Photo: Janet Hetaraka, Te Warihi Hetaraka, Justice-Te Amorangi Hetaraka, Kahikatea Hetaraka, Aorangi Hetaraka, Hihiaua Cultural Centre, Whangārei

Photographer: Josie McClutchie

“Our mātauranga is our last bastion.”

Embodiment of a vision

“The Hihiaua Cultural Centre is an example of the embodiment of the vision and aspiration of Wai 262,” reflects Pāpā Te Warihi.  Rangatira, tohunga and local Māori kaumātua had long held a vision of a Māori cultural centre where identity and culture would be reclaimed, restored and renewed.


“The purpose of it (Hihiaua) is to reclaim, restore, and renew - reclaiming our identity as Māori, restoring it, and renewing it to go into the future. Ka mea mai hoki ngā kaumātua o Whangārei nei i taua wā, ko te mea pai mō tātou nei te Māori, he pai mō te katoa. 


Next generation

He is excited for the next generation, he says, “There’s a power surging through our taitamatāne, taitamawāhine. I see it when they come together, and the energy that's created from them. That power comes from being really imbued in mātauranga that’s been handed down to them.” 


He reflected on this generation having knowledge handed down to them and their coming together to build a structure to pass onto the next generation. He shared how his generation never received that knowledge, because their generation came off that period Pāpā Te Warihi’s parents were living a life that was completely foreign to them.  He said people who hunted for their lives, gardened for their lives, suddenly found themselves in charge of farms and cows.  He said, “They never had a clue about what it was to be a farmer.”

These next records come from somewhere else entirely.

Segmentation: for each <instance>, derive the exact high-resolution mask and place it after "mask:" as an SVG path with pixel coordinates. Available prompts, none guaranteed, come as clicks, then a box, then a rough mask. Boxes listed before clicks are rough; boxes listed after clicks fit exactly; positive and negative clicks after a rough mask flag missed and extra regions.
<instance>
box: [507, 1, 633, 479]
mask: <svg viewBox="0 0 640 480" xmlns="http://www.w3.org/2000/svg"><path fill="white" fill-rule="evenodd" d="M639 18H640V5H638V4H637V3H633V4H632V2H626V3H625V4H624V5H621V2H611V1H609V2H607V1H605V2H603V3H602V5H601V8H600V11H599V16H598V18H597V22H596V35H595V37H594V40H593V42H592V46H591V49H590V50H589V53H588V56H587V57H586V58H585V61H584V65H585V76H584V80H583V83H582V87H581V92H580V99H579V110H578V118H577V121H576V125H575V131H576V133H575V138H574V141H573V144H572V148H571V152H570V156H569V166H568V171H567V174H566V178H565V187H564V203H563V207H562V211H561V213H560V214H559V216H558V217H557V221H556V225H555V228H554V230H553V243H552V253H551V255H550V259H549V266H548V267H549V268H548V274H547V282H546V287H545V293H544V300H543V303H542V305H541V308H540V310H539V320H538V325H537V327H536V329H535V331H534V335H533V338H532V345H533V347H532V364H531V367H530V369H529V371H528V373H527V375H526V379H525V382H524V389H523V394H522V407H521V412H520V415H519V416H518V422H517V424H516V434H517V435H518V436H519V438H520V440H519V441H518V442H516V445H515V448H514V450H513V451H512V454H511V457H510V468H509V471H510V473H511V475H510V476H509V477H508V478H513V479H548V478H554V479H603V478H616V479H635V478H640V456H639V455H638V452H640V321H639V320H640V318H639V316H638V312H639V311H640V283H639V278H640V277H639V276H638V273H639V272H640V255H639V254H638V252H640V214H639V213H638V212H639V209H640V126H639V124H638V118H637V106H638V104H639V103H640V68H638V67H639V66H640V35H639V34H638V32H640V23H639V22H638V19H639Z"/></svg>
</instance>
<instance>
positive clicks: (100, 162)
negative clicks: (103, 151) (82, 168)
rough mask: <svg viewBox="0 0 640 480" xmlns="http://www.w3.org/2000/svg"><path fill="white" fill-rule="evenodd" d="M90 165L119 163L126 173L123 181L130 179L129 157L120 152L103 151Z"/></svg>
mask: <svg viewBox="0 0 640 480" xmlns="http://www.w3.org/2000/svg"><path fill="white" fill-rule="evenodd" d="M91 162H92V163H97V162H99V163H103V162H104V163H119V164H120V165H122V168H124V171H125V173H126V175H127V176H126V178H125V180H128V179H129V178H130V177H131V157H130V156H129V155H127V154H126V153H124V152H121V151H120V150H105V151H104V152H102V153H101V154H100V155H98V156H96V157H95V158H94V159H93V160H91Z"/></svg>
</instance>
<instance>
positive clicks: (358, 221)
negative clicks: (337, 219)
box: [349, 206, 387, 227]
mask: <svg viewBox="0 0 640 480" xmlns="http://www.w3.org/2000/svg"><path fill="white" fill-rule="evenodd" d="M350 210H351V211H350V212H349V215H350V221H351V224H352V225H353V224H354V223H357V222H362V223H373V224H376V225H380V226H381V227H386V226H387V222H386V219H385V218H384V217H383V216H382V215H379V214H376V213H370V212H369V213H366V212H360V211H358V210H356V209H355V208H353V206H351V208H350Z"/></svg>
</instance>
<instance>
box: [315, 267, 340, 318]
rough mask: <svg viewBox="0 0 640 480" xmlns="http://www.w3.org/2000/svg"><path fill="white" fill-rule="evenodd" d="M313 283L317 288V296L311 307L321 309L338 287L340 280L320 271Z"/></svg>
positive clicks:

“There were those of our elders who were matatau i roto i tō rātou nei mātauranga Māori, tō rātou nei tikanga, ērā mea katoa. It was from them that we learnt the type of kōrero that we’re having now,” recalls Pāpā Te Warihi.


Its time

While he expresses his sadness that it has taken the government 30 years to pick the Wai 262 kaupapa up.  He does believe, “That there’s a time for everything. We’re living right in the time foreseen by our tohunga in the 1800s.  The time we’re living in now, where we’ve all come back to our culture en masse.” 


Wai 262 as a doorway

“Wai 262 is a tool, it's a doorway, a mechanism, to return us back to our, to ourselves, to who we are, to our culture. This next generation carry this kaupapa, they carry the pūtake o te kaupapa nei,” says Pāpā of Wai 262.


Māori structures

There are two critical components that Pāpā Te Warihi refers to of the original rangatira that lodged the Wai 262 claim, the expert witnesses and whānau is to regain control and to do so within Māori structures.  He says, “ They’ve got to be set up as Māori structures, not under the structure of the system. That’s important, we've seen how our mātauranga around te reo, around health, where they’ve adopted or they’ve trained people in te reo under other systems has gone.” 


Still have mātauranga

“Everything else we’ve lost, we’ve lost our whenua, control of how we catch fish, control of our resources, control of our ngāhere, but the mātauranga, we still have. The only reason we still have it is because it’s in our heads,” continues Pāpā


Mātauranga in context

Pāpā Te Warihi says every tribe and hapū throughout Aotearoa have people in their midst, people with mātauranga Māori.  Those people should be looked after, they should be treasured.   He says, “It’s through them that they'll be able to reestablish our Māori frameworks.  Once established, our mātauranga is passed on and not trampled on.  It is important our mātauranga isn’t taken out of context, and used in the way to suit other frameworks.” 


“Our mātauranga is our last bastion.”